We can rearrange this equation to solve for the frequency:
f = E / h
The threshold frequency corresponds to the minimum frequency required for an electron to be ejected. This occurs when all the energy of the incident photon is used to overcome the binding energy (work function) and free the electron. In this case, the kinetic energy of the ejected electron is equal to the energy of the incident photon.
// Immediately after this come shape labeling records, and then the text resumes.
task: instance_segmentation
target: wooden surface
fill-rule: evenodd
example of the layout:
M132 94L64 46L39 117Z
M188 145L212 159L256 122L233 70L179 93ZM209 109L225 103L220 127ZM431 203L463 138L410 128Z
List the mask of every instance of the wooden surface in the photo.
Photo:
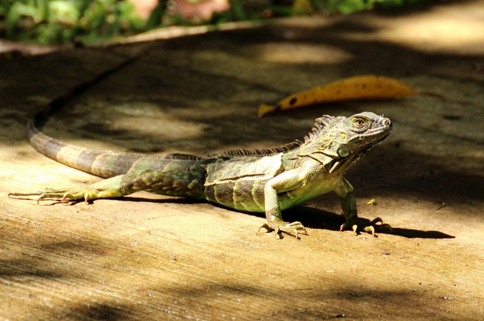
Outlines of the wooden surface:
M482 1L447 2L0 60L0 319L482 319ZM25 124L48 99L148 46L45 132L94 148L203 155L300 139L324 114L384 113L393 133L346 178L360 216L394 232L338 231L332 194L283 213L309 228L299 240L258 234L260 215L144 192L88 206L8 199L100 179L35 152ZM368 74L446 100L257 117L260 103Z

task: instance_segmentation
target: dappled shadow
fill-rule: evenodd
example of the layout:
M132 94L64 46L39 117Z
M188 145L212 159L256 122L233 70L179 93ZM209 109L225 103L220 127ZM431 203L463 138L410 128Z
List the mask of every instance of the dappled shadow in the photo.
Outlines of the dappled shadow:
M328 282L331 283L329 287ZM194 283L196 286L191 283L171 286L149 282L132 294L141 299L137 303L108 297L96 302L74 301L59 307L56 315L68 320L180 317L215 320L241 313L250 315L251 319L333 319L343 316L359 319L371 316L395 317L398 311L399 317L413 318L434 316L440 312L443 303L436 299L432 288L427 292L429 287L425 285L418 289L420 293L411 289L390 290L378 284L368 288L360 282L338 277L322 282L301 280L301 287L284 292L262 284L228 279ZM302 285L306 283L310 285ZM407 308L400 308L402 305Z
M298 221L308 228L339 231L340 226L344 223L344 216L313 207L305 206L296 206L282 212L284 219L288 222ZM361 218L364 222L369 222L371 220ZM389 222L386 222L389 223ZM393 231L388 229L377 230L377 234L388 234L407 238L455 238L438 231L422 231L402 228L393 228ZM365 233L365 232L361 232Z

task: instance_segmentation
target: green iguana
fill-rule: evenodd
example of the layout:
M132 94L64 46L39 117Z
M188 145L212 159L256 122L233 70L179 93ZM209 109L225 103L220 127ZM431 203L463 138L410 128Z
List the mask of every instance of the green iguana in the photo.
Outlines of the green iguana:
M391 229L379 218L358 219L353 187L343 177L346 170L392 129L390 119L372 112L349 117L323 116L304 142L255 150L229 150L204 157L172 154L164 157L94 150L49 137L37 127L47 118L42 111L29 122L27 136L37 151L60 163L107 178L91 185L12 192L9 196L90 200L118 197L140 190L204 199L239 211L266 213L260 228L294 235L308 234L299 222L286 223L281 211L334 191L339 196L345 227L371 232ZM368 220L367 220L368 221ZM377 225L380 222L381 224Z

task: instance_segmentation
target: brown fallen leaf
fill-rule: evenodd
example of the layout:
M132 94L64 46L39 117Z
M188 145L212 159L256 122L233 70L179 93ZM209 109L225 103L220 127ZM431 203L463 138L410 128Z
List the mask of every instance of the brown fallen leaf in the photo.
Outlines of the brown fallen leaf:
M419 94L444 99L440 95L420 92L393 78L373 75L358 76L293 94L274 106L262 104L259 108L259 116L262 117L266 114L277 110L325 102L397 99Z

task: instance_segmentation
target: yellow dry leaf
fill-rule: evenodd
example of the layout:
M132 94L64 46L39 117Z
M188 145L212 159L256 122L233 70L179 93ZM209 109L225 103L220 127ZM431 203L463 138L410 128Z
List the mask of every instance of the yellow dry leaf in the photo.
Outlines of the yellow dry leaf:
M313 15L316 12L310 0L295 0L292 11L295 15Z
M325 102L356 99L396 99L419 93L422 93L393 78L372 75L358 76L296 93L275 106L262 104L259 108L259 116L277 110Z

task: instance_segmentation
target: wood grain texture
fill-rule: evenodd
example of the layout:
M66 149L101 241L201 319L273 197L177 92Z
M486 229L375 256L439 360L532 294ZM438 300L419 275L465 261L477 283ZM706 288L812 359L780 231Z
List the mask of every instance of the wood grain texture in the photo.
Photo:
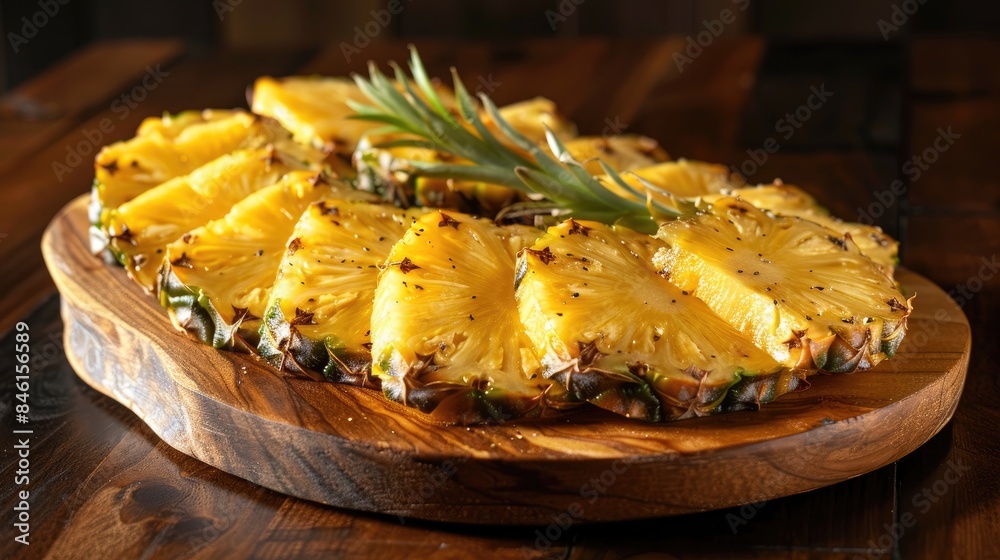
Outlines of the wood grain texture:
M31 310L52 289L38 251L42 232L53 214L87 192L94 181L93 166L87 157L82 157L69 171L60 169L60 173L56 173L55 164L65 163L70 150L95 150L97 146L91 138L105 121L110 121L112 128L107 134L101 133L101 144L133 136L143 119L162 115L165 111L176 113L192 108L242 106L246 87L257 76L291 71L306 56L307 53L301 51L213 53L175 65L164 64L161 70L169 75L148 91L141 103L134 103L134 109L116 110L117 106L113 107L108 100L103 110L51 138L44 148L25 154L12 165L0 184L4 200L0 205L0 233L5 235L0 239L0 261L5 266L5 274L0 278L0 293L5 296L0 300L0 329L13 325L13 321ZM56 69L59 70L61 68ZM75 76L75 72L59 73L46 81L61 81L63 91L71 92L76 87ZM134 86L135 83L131 83L123 91L116 90L111 95L123 95Z
M815 378L758 413L648 425L587 413L448 427L354 387L285 378L184 338L86 249L86 199L43 241L80 376L167 443L268 488L349 509L464 523L681 514L812 490L913 451L951 417L969 355L961 310L923 278L910 336L874 372ZM725 480L725 484L720 481Z

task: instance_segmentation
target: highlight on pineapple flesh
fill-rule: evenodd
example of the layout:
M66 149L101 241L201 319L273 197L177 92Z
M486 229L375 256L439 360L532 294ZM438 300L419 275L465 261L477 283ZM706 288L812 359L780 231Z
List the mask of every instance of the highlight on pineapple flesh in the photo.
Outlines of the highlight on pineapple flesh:
M408 70L146 119L95 159L92 249L205 344L449 424L754 409L899 347L881 229Z

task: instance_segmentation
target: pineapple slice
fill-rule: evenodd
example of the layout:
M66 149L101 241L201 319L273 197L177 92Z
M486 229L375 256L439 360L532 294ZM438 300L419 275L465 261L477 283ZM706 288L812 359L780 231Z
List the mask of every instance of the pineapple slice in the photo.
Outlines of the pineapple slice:
M654 265L786 367L853 372L891 357L910 302L849 237L735 198L664 224Z
M295 171L168 245L159 298L174 325L217 348L254 342L296 220L330 196L367 195Z
M248 115L241 109L202 109L201 111L181 111L175 115L164 113L162 117L148 117L139 123L136 136L159 134L164 138L177 138L188 128L201 124L226 121L234 116Z
M636 198L606 175L599 179L619 196ZM643 181L646 181L682 198L701 198L707 202L714 202L735 196L761 210L816 222L840 235L850 234L861 252L875 261L890 278L893 277L896 263L899 261L899 243L886 235L882 228L835 218L808 193L798 187L785 185L781 181L756 187L737 187L725 166L686 160L669 161L635 169L632 173L624 174L622 179L638 192L647 191L647 186L643 184ZM649 192L654 199L670 204L669 200L662 198L656 191L649 190Z
M324 148L350 159L358 141L378 123L354 120L348 102L368 103L346 78L293 76L257 78L251 110L271 117L292 132L296 142Z
M514 301L515 253L540 233L441 211L410 227L375 290L372 371L386 396L461 424L561 406Z
M143 192L225 155L254 133L245 111L188 111L149 118L138 136L101 149L94 160L96 208L114 209ZM99 216L91 216L98 221Z
M893 277L896 263L899 262L899 242L886 235L878 226L835 218L807 192L780 181L770 185L733 189L726 194L742 198L761 210L782 216L797 216L826 226L839 235L850 235L865 256L875 261L886 276ZM713 202L726 194L709 195L704 199Z
M563 143L566 152L583 164L588 173L602 175L603 161L615 171L630 171L649 167L670 158L659 143L647 136L581 136Z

Given that the kinetic energy of the ejected electron is 2.52 x 10^-19 J, we can use this value to find the frequency:
f_threshold = (2.52 x 10^-19 J) / (6.62607015 × 10^-34 J·s)
Calculating this:
f_threshold ≈ 3.80 x 10^14 Hz
Now, to find the threshold frequency in terms of wavelength, we can use the equation that relates frequency and wavelength:
c = λ * f
where c is the speed of light (approximately 3.00 x 10^8 m/s), λ is the wavelength, and f is the frequency.
Rearranging this equation to solve for wavelength:
λ = c / f_threshold
Substituting the values:
λ ≈ (3.00 x 10^8 m/s) / (3.80 x 10^14 Hz)
Calculating this:
λ ≈ 7.89 x 10^-7 m
Therefore, the threshold frequency for this metal is approximately 3.80 x 10^14 Hz or, equivalently, the threshold wavelength is approximately 7.89 x 10^-7 m.